Pulmonary Parenchyma
As described previously, on MR the lungs are seen as regions of low (black) signal intensity. An abnormality within the lung parenchyma results in a region of increased signal intensity. Recently, a study evaluated the capabilities of MR in relation to CT for the detection of pulmonary nodules. This study showed that pulmonary nodules less than 1.3 cm were not demonstrated on either CT or MR. However, CT allowed better delineation of nodules close to the diaphragm, the pleura or to each other. In contrast, MR allowed better detection of nodules adjacent to the blood vessels. In general, most pulmonary nodules were seen using both CT and MR. However, CT usually allowed detection of more small nodules than MR while small nodules adjacent to the blood vessels were better displayed using MR. One of the reasons small lesions within the lung parenchyma are not as readily identified on MR compared to CT is related to the mode of acquisition.

MR employs a longer imaging time wherein patients breathe quietly throughout the acquisition of multiple images. Therefore, small lesions can suffer from partial volume averaging during an MR study as they move in and out of the imaging plane. In contrast, CT images are obtained during suspended respiration which decreases the affect of partial volume averaging of small nodules. Additionally, CT examinations using both soft tissue and lung windows allow increased identification of small pulmonary nodules.
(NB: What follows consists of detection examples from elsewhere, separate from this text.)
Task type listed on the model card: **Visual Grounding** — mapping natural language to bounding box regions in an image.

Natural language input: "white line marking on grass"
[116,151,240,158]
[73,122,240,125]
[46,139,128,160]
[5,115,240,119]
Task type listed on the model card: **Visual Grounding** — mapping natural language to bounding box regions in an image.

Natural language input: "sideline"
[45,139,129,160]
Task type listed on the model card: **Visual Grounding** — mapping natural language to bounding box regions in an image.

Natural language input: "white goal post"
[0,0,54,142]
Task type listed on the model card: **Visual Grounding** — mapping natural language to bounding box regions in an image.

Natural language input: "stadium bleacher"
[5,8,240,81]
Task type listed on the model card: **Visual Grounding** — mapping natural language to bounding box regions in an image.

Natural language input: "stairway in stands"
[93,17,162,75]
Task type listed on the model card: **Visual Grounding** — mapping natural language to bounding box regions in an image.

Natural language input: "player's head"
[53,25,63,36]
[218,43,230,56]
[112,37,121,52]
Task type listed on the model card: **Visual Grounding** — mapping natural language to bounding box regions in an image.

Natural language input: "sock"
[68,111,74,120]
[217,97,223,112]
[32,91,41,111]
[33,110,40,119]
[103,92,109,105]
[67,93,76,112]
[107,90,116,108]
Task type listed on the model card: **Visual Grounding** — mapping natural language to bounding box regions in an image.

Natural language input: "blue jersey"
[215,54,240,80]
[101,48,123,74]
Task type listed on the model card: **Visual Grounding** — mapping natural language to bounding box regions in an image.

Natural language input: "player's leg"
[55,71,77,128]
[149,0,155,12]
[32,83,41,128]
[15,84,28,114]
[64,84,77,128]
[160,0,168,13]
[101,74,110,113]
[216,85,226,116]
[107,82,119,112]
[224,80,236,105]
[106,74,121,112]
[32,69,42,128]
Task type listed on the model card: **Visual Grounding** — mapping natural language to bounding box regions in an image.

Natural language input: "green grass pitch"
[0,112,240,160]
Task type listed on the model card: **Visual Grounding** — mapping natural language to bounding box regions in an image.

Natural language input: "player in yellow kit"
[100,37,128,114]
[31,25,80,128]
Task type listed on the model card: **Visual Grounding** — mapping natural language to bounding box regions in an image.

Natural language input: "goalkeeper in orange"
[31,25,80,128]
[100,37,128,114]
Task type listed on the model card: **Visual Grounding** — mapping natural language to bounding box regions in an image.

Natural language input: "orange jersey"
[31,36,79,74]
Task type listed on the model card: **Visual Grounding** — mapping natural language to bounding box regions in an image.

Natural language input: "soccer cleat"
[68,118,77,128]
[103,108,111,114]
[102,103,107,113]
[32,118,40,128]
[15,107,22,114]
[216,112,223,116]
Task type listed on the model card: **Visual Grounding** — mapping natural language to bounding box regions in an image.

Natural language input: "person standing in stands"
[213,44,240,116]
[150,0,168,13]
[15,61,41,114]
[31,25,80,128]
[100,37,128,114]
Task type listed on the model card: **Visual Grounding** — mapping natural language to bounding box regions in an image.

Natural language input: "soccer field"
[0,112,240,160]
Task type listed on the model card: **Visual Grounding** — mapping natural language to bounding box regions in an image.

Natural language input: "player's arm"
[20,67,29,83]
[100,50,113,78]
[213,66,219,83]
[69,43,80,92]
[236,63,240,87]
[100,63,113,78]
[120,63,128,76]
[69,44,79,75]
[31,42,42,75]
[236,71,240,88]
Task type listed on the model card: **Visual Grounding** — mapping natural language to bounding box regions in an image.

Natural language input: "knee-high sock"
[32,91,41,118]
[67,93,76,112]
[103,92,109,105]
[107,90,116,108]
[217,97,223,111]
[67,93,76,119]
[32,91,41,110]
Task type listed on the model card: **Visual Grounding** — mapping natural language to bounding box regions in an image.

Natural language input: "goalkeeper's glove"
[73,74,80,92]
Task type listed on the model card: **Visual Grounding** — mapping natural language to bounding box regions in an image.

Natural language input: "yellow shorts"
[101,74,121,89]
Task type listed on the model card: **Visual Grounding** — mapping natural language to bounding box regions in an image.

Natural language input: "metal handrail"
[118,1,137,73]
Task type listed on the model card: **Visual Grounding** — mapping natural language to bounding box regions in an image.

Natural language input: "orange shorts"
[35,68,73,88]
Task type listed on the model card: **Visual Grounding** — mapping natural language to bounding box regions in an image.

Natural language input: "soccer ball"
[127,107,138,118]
Assessment of MR in relation to conventional and computed tomographic studies for evaluation of bronchogenic carcinoma has resulted in many different reports as to the capabilities of the MR technique.^ In one series, both MR and CT were found to be highly accurate in assessing the presence of hilar and mediastinal adenopathy with a sensitivity rate of 87 percent. However, neither method correlated well with mediastinal invasion. When there was mediastinal invasion, the sensitivity rate was 55 percent for CT and 64 percent for MR. Another study evaluating MR, computed tomography, and mediastinoscopy for preoperative assessment of mediastinal nodes in bronchogenic carcinoma found CT was associated with a sensitivity of 71 percent, specificity of 87.7 percent and overall accuracy of 82.1 percent. In this review MR did not provide any advantage over CT for the assessment of mediastinal nodes.